Future Stockholm Metro station

Årstafältet is a future underground station on the Yellow Line of the Stockholm Metro, expected to open in 2034. It will be situated in the new district of Årstafältet in southern Stockholm Municipality, between the planned stations Årstaberg and Östbergahöjden.

== Location and design ==
The station will be built 48 meters underground and will be accessed by six high-speed lifts connecting the street level with a mezzanine floor below street level. Along with the other new stations on the Yellow Line, Årstafältet will be equipped with platform screen doors.

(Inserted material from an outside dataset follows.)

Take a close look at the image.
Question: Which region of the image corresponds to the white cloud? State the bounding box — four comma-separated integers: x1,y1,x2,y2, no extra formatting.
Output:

Årstafältet metro station is a part of a broader urban development of a neighborhood in the Årstafältet area. The station entrance will be integrated into a new mixed-use block in the western part of Årstafältet, near a square and a park. The location will provide accessibility to the nearby Tvärbanan light rail stop, and to planned bus stops.

Travel time will be approximately 6.5 minutes to Fridhemsplan and 3.5 minutes to Älvsjö.

== Construction ==
Construction of the station is part of the Yellow Line extension between Fridhemsplan and Älvsjö. Construction is expected to begin in late 2025, starting with utility relocation before major excavation work begins. The entire Yellow Line is projected to be operational by 2034. WSP has been contracted to prepare the construction documents for the station.